The album is divided by the “Free (Interlude)” were Trouble gets introspective and reflects on his life and the loss he has survived and the decisions he has made to work towards a positive future. From here the songs take a turn and address a more deep side of street life and how to live with the realities of choices made.
While the songs aren’t bad by any means, they do fall into cliche mode with the beats sounding far less virulent and no where near as futuristic. We also get a couple less than awesome hooks from no name R&B singers. Flaws aside, the songs are more than listenable and if Trouble needs this style to open up let him have that moment. It’s honest if nothing else.
The shocker for me came in “All I’m Worried About” featuring Nappy Roots member Scalez. Being a huge NR fan I’ve seen few collaborations between them and outside emcees, so to see one of the more talented members step up and rock with an up and coming cat is exciting. And the song, produced by Tha Bizness, finds them asking for forgiveness and searching for hope over a thumping bass line and a fittingly mellow guitar melody.

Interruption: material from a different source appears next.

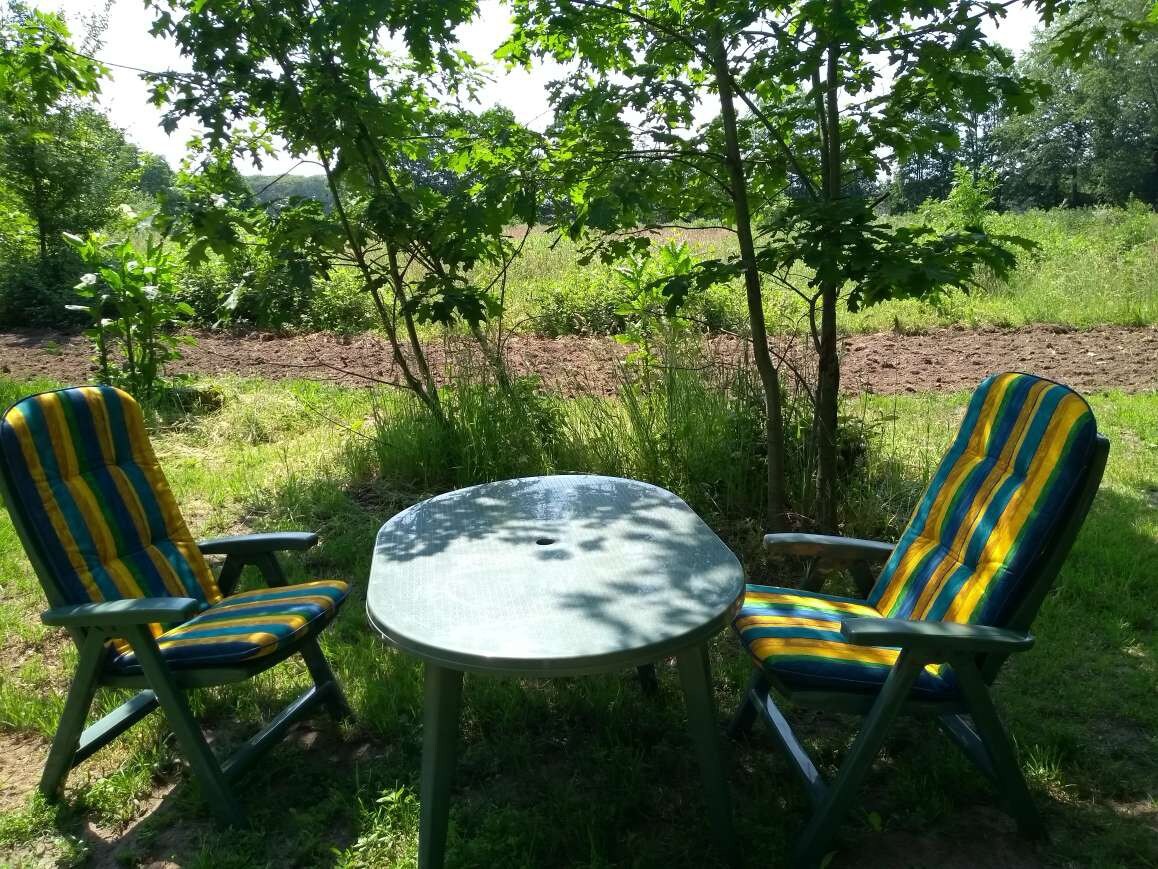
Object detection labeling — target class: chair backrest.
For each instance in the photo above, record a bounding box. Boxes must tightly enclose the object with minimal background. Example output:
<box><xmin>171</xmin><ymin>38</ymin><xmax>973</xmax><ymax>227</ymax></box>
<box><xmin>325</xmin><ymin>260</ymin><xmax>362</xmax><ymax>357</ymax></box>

Trouble has a lot on his mind and is finding a way to tie all those ideas together. December 17th was overall more gritty. He was fresh out of jail. 431 Days marks over a year free and you can hear the life that has been breathed into his music. There is some happiness here, and some optimism he probably just couldn’t grasp fresh out of jail and making music for his cell mates. If he stays on this path he might manage to make a hit even guys in jail would get to hear.